Diospyros abyssinica
- Conservation status: Least Concern (IUCN 3.1)

Scientific classification
- Kingdom: Plantae
- Clade: Tracheophytes
- Clade: Angiosperms
- Clade: Eudicots
- Clade: Asterids
- Order: Ericales
- Family: Ebenaceae
- Genus: Diospyros
- Species: D. abyssinica
- Binomial name: Diospyros abyssinica (Hiern) F.White
- Synonyms: Ebenus abyssinica (Hiern) Kuntze ; Maba abyssinica Hiern;

= Diospyros abyssinica =

- Genus: Diospyros
- Species: abyssinica
- Authority: (Hiern) F.White
- Conservation status: LC

Species of flowering plant

Diospyros abyssinica is a tree species in the family Ebenaceae.

== Description ==
The species forms a large tree with a relatively sparse and shortly branched crown. Like other Diospyros species, it is evergreen. The leaves are alternating, oblong-elliptic, and glossy dark green. Their margin is entire and often wavy. The young leaves are distinctly red.

The flowers are small, growing axillary, and are solitary or in few-flowered clusters. They are creamy-white to yellow.

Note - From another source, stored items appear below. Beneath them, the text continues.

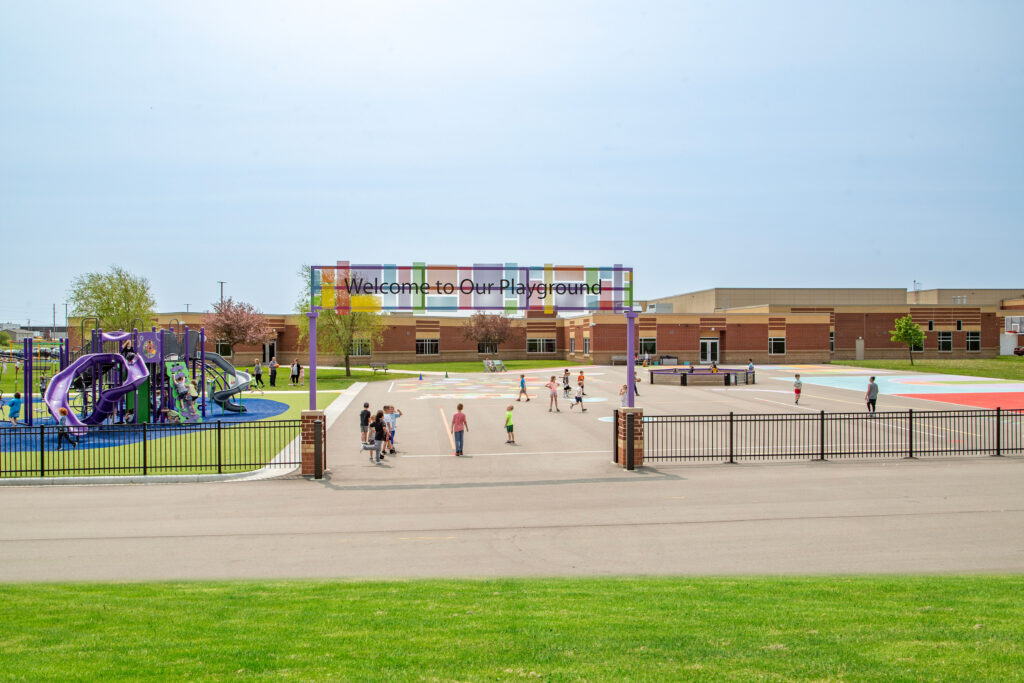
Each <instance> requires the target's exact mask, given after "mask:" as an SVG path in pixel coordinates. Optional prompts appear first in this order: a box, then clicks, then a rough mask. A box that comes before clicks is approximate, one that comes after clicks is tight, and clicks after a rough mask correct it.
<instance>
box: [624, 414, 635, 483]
mask: <svg viewBox="0 0 1024 683" xmlns="http://www.w3.org/2000/svg"><path fill="white" fill-rule="evenodd" d="M634 420H636V416H635V415H634V414H633V413H627V414H626V469H628V470H633V469H636V466H635V465H634V464H633V463H634V462H635V461H634V457H635V454H634V453H633V447H634V445H635V444H634V443H633V438H634V434H635V431H634V430H635V429H636V424H635V423H634Z"/></svg>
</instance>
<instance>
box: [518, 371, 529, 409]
mask: <svg viewBox="0 0 1024 683" xmlns="http://www.w3.org/2000/svg"><path fill="white" fill-rule="evenodd" d="M523 396H526V402H527V403H528V402H529V394H528V393H526V376H525V375H520V376H519V395H518V396H517V397H516V400H520V399H521V398H522V397H523Z"/></svg>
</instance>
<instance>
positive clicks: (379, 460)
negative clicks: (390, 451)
mask: <svg viewBox="0 0 1024 683" xmlns="http://www.w3.org/2000/svg"><path fill="white" fill-rule="evenodd" d="M370 428H371V429H372V430H374V454H373V455H372V456H370V461H371V462H373V463H377V464H378V465H379V464H380V462H381V460H382V459H383V458H384V456H383V455H381V449H383V447H384V442H385V441H386V440H387V423H385V422H384V411H377V415H376V416H374V421H373V422H371V423H370Z"/></svg>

The fruit is fleshy, spherical, and held in a lobed cup. It is yellowish-green, turning blue-black when ripe.

== Distribution ==
While usually not a common species, D. abyssinica is widespread in Africa, ranging from Guinea to Eritrea, southwards to the area covered by the Flora Zambesiaca, and Angola.

== Ecology ==
The fruit are consumed by birds and various mammals, and are an important part of the diet of primates and fruitbats.

== Uses ==
Records of human consumption is lacking, but the sweet mesocarp under the tough epicarp might likely also be consumed by the local population, as in other African Diospyros species. Besides the varied use of its hard and moderately heavy wood, which is lacking the dark colour and high durability of other Diospyros species, D. abyssinica is said to have medical properties. Few studies of the traditional use of D. abyssinica have however been done.

The tree is considered to be a traditional medicine by the Malian people of Sikasso region, and is used for treatments of various diseases. The Dioïla cercle uses the decoction of leaves against malaria, and wound healing, while the roots are used against dysentery. The extraction of the root bark is attractive to scavengers and some 15 lipoxygenase inhibitors have been found. The attraction is caused by phenolic smell of bergenin and flavanol that the plant releases. It also releases betulinic acid and lupeol from the stem bark. All of those compounds are used as anti-inflammatory, and are protecting plants from protozoan parasites. The plants are also effective against blood platelet aggregation and murine tumors.

== Regional names ==
It is also known as giant diospyros, or Kôforonto and Baforonto in local languages spoken in parts of Mali. blidzo, blitcho, gblit∫o, blonyat∫o or gblεt∫o in some Ghanaian languages.